Tuesday, April 5, 2011

What does the sys.dm_exec_query_optimizer_info "timeout" record indicate?

During an investigation of some client machines losing their connection with SQL Server 2005, I ran into the following line of code on the web:

Select * FROM sys.dm_exec_query_optimizer_info WHERE counter = 'timeout'

When I run this query on our server - we are getting the following results:

counter - occurrence - value

timeout - 9100 - 1

As far as I can determine, this means that the query optimizer is timing out while trying to optimize queries run against our server – 9100 times. We are however, not seeing any timeout errors in the SQL Server error log, and our end-users have not reported any timeout specific errors.

Can anyone tell me what this number of “occurrences” means? Is this an issue we should be concerned about?

From stackoverflow
  • The occurence column will tell you the number of times that counter has been incremented and the value column is an internal column for this counter.

    See here

  • Sorry, the documentation say this is internal only.

    Based on the other link, I suspect this is for internal engine timeouts (eg SET QUERY_GOVERNOR_COST_LIMIT)

    A client timeout will also not be logged in SQL because the client aborts the batch, ths stopping SQL processing.

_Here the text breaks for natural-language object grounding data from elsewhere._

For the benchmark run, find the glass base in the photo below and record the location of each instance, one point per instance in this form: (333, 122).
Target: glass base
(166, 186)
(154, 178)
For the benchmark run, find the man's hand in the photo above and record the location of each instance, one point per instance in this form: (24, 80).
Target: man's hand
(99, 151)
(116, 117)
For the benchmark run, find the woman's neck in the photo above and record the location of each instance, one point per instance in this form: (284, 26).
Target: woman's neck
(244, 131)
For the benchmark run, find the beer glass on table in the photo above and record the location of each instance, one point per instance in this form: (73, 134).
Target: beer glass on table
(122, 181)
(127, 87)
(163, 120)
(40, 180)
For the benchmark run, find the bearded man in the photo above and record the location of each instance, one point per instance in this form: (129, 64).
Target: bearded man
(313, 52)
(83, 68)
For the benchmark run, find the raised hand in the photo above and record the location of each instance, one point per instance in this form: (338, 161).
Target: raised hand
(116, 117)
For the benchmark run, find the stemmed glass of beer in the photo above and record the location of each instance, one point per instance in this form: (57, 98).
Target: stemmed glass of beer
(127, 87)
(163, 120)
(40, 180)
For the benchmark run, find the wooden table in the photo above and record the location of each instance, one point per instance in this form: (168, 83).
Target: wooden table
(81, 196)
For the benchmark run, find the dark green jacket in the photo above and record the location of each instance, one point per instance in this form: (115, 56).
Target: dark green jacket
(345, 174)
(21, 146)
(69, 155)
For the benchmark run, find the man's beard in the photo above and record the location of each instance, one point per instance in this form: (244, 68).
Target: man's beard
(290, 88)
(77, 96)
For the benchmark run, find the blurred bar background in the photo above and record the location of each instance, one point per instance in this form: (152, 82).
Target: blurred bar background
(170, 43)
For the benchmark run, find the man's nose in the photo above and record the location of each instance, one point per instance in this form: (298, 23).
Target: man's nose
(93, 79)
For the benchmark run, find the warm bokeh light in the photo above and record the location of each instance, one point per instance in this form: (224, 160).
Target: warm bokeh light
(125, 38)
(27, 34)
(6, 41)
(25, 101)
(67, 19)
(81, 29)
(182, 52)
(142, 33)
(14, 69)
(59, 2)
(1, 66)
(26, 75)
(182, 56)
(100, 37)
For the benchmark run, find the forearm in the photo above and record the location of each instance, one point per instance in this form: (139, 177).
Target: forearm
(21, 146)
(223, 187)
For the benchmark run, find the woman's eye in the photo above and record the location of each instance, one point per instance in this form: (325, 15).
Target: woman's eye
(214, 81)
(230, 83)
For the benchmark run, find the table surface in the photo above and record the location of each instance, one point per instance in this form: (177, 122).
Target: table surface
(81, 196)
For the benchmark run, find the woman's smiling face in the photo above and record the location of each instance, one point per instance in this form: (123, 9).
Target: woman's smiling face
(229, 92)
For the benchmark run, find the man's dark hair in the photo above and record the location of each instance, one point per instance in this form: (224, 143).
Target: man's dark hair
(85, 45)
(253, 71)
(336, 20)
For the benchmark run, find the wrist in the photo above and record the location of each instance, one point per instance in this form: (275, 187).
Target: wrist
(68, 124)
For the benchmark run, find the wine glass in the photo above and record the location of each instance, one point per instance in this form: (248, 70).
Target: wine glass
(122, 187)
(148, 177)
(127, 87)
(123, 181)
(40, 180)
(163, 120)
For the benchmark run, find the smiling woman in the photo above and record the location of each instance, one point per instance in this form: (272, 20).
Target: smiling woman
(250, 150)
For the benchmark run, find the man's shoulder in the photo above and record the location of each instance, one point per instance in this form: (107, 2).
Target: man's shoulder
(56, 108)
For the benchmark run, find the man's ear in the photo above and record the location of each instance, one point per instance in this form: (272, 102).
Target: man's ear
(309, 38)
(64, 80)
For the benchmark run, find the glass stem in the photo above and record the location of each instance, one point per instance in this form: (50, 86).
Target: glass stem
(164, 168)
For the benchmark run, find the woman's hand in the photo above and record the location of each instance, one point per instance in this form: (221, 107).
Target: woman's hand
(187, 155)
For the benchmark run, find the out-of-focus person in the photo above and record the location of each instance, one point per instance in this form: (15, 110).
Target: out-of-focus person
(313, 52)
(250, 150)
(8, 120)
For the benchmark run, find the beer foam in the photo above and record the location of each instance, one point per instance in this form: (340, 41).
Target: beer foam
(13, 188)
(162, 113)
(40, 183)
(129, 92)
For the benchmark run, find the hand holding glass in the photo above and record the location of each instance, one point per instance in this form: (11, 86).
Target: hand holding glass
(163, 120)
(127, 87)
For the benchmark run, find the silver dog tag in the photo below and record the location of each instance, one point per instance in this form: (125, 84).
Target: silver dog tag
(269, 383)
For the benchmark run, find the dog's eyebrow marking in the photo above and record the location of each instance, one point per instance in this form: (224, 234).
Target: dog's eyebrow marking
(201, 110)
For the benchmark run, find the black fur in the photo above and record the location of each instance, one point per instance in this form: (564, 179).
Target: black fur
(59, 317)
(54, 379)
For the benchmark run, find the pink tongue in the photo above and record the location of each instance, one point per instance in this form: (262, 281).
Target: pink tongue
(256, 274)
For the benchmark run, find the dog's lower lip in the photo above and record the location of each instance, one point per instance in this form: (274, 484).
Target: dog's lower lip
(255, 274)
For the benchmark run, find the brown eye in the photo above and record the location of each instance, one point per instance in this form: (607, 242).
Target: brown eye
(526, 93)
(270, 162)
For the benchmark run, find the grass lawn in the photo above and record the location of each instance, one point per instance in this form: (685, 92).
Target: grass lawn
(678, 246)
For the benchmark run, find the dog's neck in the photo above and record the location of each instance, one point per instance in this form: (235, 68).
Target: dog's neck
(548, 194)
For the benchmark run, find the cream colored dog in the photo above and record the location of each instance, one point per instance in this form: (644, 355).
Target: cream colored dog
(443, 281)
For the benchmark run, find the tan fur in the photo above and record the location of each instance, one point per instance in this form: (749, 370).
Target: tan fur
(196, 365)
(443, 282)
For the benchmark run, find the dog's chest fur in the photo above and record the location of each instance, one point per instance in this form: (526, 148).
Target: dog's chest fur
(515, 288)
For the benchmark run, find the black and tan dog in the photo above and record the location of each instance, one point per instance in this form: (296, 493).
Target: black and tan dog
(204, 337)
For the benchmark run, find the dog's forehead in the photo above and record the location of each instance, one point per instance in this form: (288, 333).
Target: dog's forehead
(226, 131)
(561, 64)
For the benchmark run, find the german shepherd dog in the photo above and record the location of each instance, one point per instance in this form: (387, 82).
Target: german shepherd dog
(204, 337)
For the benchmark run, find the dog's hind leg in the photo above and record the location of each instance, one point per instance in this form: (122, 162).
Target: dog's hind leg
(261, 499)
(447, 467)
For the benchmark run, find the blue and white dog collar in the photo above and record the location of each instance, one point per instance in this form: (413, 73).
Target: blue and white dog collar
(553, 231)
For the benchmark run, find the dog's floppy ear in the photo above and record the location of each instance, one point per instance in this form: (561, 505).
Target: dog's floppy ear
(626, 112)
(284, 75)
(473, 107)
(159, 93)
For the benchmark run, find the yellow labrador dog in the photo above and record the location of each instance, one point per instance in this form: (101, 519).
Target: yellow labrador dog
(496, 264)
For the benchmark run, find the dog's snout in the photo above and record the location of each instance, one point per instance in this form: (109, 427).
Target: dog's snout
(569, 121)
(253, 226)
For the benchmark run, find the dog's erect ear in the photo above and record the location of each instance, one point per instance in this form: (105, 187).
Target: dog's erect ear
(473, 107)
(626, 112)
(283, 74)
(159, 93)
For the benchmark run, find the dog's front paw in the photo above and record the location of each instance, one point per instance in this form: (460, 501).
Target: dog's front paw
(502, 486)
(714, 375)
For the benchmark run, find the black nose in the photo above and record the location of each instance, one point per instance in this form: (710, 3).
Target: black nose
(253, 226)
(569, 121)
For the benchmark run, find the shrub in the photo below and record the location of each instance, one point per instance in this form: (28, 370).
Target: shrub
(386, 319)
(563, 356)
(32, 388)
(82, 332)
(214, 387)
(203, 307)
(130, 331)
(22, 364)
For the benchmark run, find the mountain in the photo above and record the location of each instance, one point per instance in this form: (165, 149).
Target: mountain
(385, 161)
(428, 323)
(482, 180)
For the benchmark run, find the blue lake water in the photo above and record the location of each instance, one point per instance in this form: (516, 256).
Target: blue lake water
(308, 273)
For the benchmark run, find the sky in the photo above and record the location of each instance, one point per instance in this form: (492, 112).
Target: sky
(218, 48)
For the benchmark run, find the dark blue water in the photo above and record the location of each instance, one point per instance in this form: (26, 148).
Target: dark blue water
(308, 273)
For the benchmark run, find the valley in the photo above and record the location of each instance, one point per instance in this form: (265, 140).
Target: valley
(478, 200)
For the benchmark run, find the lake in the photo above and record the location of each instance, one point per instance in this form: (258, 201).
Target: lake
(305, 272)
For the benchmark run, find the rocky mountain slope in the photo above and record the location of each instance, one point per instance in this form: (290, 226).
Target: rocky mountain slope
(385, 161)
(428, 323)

    Please do you have more details?

    Clinemi : I checked, and our "query governor cost limit" configuration is turned off (set to 0). I am concerned that this 9100 value could be telling us that we are having client connections timeout - without us knowing about it. Should I be worried about this 9100 value?
    gbn : That was an example... ths value is internal timeouts eg waiting for memory, waiting for buffers etc. A client timeout can not be trapped on SQL Server. You said "some client machines losing their connection" which is probably different to a command timeout (eg a query runing for > 30 secs)
    Clinemi : No one (here and elsewhere) seems to know the answer to my original question - which surprises me. I appreciate your willingness to tackle my problem with losing connections to sql server. I may post another question to tackle that broader issue. - Thanks!